The visitors were powerful and precise with ball in hand in the opening quarter, close to and through the ruck and particularly when they elected to go wide: they stretched the Blues and tries in opposing corners from wingers Lionel Mapoe and Akona Ndungane were the least they deserved from their performance that dominated possession and territory in the first half.

Kirwan said at half-time that his players had lacked "passion and pride" in the first stanza, that "you can't play football when you're getting bashed up", and the Blues were much improved in the second half after what was clearly a stern address from the coach at the interval.

They were first to score in the second half, through the boot of fly-half Baden Kerr after Bulls prop Frik Kirsten was penalised for a scrum infringement, and then claimed the lead through a try from Charles Piutau, the fullback slicing though the Bulls' defence to cap a flowing backline move after powerful phase play.
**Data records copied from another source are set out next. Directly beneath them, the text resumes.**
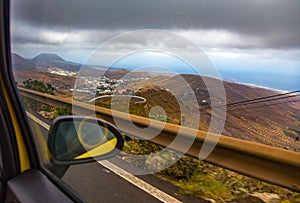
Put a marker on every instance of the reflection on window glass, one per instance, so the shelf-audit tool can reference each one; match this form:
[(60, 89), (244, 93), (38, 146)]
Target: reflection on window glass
[(231, 68)]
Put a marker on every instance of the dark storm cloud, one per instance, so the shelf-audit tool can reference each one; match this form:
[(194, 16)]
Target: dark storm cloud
[(276, 22)]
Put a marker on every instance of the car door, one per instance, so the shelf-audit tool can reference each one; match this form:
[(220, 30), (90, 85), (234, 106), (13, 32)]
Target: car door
[(23, 178)]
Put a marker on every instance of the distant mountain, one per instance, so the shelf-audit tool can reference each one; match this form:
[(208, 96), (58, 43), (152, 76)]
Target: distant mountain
[(48, 57), (21, 64), (44, 61)]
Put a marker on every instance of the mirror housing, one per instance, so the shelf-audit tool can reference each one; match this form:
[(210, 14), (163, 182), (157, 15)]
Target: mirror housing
[(79, 139)]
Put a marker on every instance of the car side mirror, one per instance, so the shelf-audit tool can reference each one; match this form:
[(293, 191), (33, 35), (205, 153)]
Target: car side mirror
[(78, 139)]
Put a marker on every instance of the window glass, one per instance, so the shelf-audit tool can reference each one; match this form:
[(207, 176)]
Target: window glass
[(228, 68)]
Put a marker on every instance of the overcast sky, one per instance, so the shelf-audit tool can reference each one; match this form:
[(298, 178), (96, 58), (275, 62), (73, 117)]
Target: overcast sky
[(228, 31)]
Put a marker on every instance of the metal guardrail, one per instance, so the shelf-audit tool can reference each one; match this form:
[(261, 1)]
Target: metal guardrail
[(274, 165)]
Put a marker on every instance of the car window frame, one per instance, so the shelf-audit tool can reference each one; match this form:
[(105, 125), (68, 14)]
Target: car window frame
[(15, 119)]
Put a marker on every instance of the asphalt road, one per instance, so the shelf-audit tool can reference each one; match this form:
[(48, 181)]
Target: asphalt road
[(96, 183)]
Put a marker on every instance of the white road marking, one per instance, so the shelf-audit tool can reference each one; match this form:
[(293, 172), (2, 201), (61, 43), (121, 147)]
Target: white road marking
[(155, 192)]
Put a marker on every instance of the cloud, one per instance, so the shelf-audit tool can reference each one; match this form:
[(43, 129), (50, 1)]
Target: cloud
[(230, 23)]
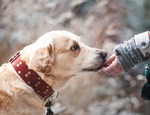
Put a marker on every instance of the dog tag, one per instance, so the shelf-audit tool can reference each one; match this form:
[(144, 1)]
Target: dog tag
[(49, 111), (146, 91)]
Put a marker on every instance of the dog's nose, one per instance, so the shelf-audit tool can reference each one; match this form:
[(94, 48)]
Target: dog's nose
[(103, 54)]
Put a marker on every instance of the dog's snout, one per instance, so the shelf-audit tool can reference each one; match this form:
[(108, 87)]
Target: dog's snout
[(103, 54)]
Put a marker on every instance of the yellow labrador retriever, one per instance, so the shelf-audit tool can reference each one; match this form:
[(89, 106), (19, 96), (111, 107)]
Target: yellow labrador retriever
[(39, 69)]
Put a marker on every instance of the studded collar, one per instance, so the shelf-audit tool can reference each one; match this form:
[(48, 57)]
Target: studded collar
[(30, 77)]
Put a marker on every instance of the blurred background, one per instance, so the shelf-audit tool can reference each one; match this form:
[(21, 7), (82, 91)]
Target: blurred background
[(101, 24)]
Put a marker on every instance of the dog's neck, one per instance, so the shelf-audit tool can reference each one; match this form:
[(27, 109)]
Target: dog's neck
[(31, 78)]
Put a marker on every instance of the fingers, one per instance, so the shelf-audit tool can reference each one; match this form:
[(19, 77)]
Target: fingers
[(114, 67), (110, 60)]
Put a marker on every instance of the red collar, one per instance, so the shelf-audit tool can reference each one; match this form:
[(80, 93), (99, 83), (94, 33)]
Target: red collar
[(31, 78)]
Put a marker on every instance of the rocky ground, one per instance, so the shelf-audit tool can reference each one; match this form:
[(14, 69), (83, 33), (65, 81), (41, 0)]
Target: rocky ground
[(101, 24)]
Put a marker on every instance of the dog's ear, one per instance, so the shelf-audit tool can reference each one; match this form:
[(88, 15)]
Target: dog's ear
[(42, 60)]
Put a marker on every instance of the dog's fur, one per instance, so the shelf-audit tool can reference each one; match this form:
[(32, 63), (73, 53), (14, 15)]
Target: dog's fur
[(56, 57)]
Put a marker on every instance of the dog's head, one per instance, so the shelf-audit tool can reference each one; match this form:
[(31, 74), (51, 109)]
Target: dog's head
[(61, 53)]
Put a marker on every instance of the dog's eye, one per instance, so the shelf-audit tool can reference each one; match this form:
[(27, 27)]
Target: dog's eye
[(75, 47)]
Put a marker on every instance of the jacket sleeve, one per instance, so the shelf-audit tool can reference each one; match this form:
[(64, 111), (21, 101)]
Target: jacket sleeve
[(133, 51)]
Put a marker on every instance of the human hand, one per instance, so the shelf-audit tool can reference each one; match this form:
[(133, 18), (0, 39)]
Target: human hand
[(112, 65)]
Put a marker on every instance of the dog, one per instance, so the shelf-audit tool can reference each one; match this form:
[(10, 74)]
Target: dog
[(43, 67)]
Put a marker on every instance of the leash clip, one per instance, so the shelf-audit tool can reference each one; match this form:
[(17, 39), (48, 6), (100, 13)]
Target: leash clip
[(145, 94)]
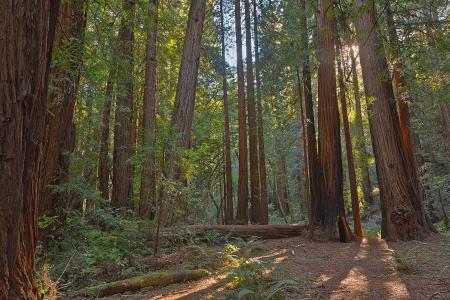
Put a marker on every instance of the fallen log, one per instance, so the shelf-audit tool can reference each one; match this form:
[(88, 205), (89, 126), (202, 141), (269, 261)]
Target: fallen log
[(136, 283), (262, 231)]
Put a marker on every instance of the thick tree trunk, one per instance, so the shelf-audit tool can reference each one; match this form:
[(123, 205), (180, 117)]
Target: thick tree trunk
[(409, 137), (59, 136), (348, 145), (26, 33), (123, 129), (148, 177), (330, 214), (103, 168), (397, 187), (242, 205), (252, 127), (228, 175), (362, 155), (313, 164), (183, 111), (264, 200)]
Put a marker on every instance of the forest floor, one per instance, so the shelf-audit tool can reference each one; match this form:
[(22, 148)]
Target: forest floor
[(368, 269)]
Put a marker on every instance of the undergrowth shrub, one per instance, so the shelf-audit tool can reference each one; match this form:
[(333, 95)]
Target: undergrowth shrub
[(101, 245)]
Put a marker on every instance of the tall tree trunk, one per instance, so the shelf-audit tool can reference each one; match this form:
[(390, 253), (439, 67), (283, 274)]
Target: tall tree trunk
[(397, 187), (330, 212), (228, 175), (264, 200), (123, 129), (27, 32), (281, 184), (103, 168), (59, 135), (148, 177), (252, 127), (348, 145), (183, 111), (362, 155), (303, 144), (313, 164), (409, 137), (242, 205)]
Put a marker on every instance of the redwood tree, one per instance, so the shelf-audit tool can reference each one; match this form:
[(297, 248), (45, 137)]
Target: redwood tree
[(59, 136), (398, 189), (252, 127), (330, 213), (148, 176), (348, 143), (228, 175), (264, 200), (123, 129), (242, 205), (183, 111), (313, 165), (27, 32)]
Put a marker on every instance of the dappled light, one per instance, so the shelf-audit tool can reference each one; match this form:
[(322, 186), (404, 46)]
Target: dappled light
[(224, 149)]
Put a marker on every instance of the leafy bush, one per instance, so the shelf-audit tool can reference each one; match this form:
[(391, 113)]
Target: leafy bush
[(103, 244)]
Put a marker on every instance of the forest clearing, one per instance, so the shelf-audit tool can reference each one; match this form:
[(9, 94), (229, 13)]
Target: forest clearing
[(224, 149)]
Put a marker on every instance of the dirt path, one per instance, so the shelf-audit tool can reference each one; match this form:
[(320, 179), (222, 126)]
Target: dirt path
[(362, 270)]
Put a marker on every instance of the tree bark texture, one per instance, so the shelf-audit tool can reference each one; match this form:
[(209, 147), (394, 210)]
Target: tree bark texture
[(242, 205), (228, 175), (183, 111), (348, 145), (362, 155), (397, 190), (123, 128), (252, 126), (26, 38), (103, 169), (59, 135), (264, 200), (313, 164), (147, 201), (303, 144), (409, 137), (330, 214)]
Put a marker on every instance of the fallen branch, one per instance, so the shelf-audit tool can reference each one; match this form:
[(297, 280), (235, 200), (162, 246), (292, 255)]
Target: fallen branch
[(136, 283), (244, 231)]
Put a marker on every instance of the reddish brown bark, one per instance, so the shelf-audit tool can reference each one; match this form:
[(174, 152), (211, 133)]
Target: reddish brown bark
[(362, 155), (409, 137), (148, 177), (228, 175), (242, 205), (305, 181), (103, 168), (398, 190), (330, 213), (313, 164), (348, 145), (26, 34), (123, 129), (183, 111), (252, 126), (59, 136), (264, 200)]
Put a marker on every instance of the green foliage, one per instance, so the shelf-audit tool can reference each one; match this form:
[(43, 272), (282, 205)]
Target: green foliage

The Bulls hit back immediately with a try from Arno Botha after phases following a searing break from Ndungane and wonderful, desperate hands from replacement prop Werner Kruger, and extended their advantage when the Blues conceded a penalty through Kerr for a high tackle.

Each team then had opportunities to score tries: first Blues replacement prop Angus Taavao-Matau dropped the ball with the tryline gaping; then Bulls half-back Jano Vermaak dropped the ball over the line under serious pressure a couple of phases after a length-of-the-field counter-attack launched from the base of a scrum by No.8 Pierre Spies.

The Blues gave themselves hope of an unlikely comeback win when Rene Ranger outstripped the defence and ran over the top of a tackle to score in the corner after good lead-up work from fellow centre Francis Saili, but the Bulls showed discipline and composure to close out the game with a penalty goal from Morne Steyn, with the last kick of the game, rounding out the score.